Plato's abandoned search for the beautiful

Основная мысль статьи заключается в том, что главной темой гравюры была не меланхолия, а красота. Дюрер искал объяснения понятию красоты и поиски эти привели его к Платону ("Большой Гиппий" о прекрасном) и Луке Пачоли ("Божественная пропорция"). В статье доказывается, что создавая гравюру, Дюрер опирался на текст Палтона - диалога Сократа и Гиппия. Суть диалога в том, что Сократ неоднократно спрашивает у Гиппия, что есть красота и Гиппий дает ряд ответов, которые Сократ легко опровергает. Заканчивается диалог тем, что оба философа не могут найти ответ на этот вопрос и признаются в собственном невежестве. Именно это состояние осознания собственного бессилия и визуализировал Дюрер, я бы даже сказала антропоморфно персонофицировал, в виде Меланхолии. В статье отвергается связь образа Меланхолии с идеями Марсилио Фичино, флорентийского неоплатоника.

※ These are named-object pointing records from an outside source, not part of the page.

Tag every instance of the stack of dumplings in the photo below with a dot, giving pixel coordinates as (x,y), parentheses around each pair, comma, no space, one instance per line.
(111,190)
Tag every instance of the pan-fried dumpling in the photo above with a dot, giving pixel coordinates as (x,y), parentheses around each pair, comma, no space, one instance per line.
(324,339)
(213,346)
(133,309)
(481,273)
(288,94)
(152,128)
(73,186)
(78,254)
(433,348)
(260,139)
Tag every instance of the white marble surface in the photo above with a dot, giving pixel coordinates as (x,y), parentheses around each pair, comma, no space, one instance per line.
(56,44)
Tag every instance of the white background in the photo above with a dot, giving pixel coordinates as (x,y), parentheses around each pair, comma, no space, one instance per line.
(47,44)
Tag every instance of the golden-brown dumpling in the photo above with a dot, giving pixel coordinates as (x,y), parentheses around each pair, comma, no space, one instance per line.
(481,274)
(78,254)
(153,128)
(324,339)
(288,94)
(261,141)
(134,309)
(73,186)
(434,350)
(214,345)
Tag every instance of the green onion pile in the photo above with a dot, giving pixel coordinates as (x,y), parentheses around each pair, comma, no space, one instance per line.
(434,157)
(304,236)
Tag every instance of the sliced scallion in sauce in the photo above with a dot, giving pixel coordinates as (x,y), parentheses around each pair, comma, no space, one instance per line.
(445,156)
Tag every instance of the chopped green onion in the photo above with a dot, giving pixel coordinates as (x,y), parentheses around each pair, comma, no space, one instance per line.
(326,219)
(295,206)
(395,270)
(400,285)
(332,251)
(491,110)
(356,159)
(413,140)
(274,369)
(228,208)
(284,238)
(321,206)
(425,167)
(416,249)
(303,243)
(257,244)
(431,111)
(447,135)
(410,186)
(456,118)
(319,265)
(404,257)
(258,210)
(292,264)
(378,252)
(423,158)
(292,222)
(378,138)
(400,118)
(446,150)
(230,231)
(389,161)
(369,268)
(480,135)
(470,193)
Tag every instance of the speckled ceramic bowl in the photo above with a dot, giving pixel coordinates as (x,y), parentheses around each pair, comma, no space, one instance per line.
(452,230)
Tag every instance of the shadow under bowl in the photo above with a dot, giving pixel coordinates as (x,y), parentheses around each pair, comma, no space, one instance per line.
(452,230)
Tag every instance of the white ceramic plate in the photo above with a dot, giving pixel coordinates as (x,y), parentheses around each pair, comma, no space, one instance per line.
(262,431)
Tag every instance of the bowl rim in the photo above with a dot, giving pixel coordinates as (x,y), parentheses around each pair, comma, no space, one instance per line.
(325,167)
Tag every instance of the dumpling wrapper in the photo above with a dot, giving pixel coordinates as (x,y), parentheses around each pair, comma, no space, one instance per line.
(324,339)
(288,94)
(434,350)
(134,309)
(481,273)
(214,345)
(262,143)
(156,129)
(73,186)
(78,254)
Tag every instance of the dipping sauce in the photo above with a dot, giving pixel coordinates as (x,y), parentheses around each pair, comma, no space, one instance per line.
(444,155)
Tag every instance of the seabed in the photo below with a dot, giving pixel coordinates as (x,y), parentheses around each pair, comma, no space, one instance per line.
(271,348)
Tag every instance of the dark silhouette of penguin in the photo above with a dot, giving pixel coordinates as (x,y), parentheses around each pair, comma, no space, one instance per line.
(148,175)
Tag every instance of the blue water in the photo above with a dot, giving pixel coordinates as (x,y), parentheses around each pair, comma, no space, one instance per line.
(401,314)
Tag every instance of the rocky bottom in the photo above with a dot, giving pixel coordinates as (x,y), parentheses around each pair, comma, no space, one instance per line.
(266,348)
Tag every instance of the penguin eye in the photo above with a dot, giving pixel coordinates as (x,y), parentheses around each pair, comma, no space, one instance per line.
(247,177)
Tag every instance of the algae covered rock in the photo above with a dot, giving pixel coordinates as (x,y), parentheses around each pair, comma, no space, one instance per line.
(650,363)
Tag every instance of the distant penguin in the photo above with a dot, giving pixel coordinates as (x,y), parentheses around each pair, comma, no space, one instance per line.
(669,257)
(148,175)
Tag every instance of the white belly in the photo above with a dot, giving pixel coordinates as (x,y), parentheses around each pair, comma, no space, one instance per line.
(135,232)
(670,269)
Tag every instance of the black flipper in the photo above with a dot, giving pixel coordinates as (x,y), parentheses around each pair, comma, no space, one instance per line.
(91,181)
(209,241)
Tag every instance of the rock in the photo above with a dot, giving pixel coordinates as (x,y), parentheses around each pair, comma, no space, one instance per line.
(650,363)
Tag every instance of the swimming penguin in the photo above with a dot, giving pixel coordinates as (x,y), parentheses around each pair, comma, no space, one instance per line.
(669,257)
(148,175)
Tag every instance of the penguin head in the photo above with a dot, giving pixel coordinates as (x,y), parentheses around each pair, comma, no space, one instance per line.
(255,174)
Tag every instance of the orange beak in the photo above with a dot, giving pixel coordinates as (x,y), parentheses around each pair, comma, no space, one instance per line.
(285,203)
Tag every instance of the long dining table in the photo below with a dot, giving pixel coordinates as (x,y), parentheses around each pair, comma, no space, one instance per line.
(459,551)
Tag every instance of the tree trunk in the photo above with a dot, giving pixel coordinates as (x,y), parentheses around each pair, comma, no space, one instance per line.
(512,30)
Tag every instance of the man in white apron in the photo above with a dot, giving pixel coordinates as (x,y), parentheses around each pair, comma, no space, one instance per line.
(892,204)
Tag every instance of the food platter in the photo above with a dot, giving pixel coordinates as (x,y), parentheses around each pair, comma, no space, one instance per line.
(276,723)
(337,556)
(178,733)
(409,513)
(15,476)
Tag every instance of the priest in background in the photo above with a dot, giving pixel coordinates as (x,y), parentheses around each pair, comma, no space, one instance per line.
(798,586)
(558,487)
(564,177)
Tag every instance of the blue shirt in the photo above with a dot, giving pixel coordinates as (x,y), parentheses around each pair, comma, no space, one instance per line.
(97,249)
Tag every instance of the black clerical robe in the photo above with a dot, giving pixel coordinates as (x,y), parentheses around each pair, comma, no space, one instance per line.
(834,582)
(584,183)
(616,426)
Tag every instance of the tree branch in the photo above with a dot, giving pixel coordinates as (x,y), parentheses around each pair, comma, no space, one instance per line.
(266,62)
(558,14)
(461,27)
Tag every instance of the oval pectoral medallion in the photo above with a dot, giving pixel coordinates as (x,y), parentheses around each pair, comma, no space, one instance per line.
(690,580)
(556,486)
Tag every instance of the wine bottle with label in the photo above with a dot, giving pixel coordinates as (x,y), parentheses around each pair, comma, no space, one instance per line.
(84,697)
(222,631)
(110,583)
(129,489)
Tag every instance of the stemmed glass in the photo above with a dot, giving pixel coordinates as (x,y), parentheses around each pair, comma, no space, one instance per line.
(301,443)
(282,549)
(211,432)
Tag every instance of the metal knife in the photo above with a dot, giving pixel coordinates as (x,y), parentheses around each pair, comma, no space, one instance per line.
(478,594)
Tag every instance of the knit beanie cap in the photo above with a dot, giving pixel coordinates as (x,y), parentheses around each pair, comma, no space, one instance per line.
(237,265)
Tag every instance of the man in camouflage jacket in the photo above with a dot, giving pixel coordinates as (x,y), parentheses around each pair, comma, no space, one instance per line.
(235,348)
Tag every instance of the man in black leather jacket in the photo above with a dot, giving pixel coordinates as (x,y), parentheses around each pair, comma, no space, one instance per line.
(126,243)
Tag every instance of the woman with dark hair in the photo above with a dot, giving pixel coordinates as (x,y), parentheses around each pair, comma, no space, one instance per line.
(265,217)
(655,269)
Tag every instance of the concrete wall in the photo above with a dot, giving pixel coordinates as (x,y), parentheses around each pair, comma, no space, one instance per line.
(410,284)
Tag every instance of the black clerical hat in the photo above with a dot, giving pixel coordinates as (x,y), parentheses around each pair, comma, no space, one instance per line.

Маленькие выдержки из статьи:

We return to the key passage in Plato's dialogue, quoted above, when Socrates is exasperated with Hippias: "... I asked for the beautiful itself, by which everything to which it is added has the property of being beautiful, both stone and stick and man and god and every act and every learning." By "stone and stick and man and god and every act" Socrates may be referring to Hippias's previous answers. The word mathemati, here rendered as "learning," will become the modern "mathematics," but it had a broader and looser meaning in Greek. The word is a cognate of manthano, "I learn," so the Loeb edition of the dialogue translates the phrase used by Socrates as "every acquisition of knowledge." Ficino translated it correctly as "disciplina," but that Latin word would obscure the "mathematics" from Durer and Pirckheimer, which was to be vital to Durer's interpretation of the text.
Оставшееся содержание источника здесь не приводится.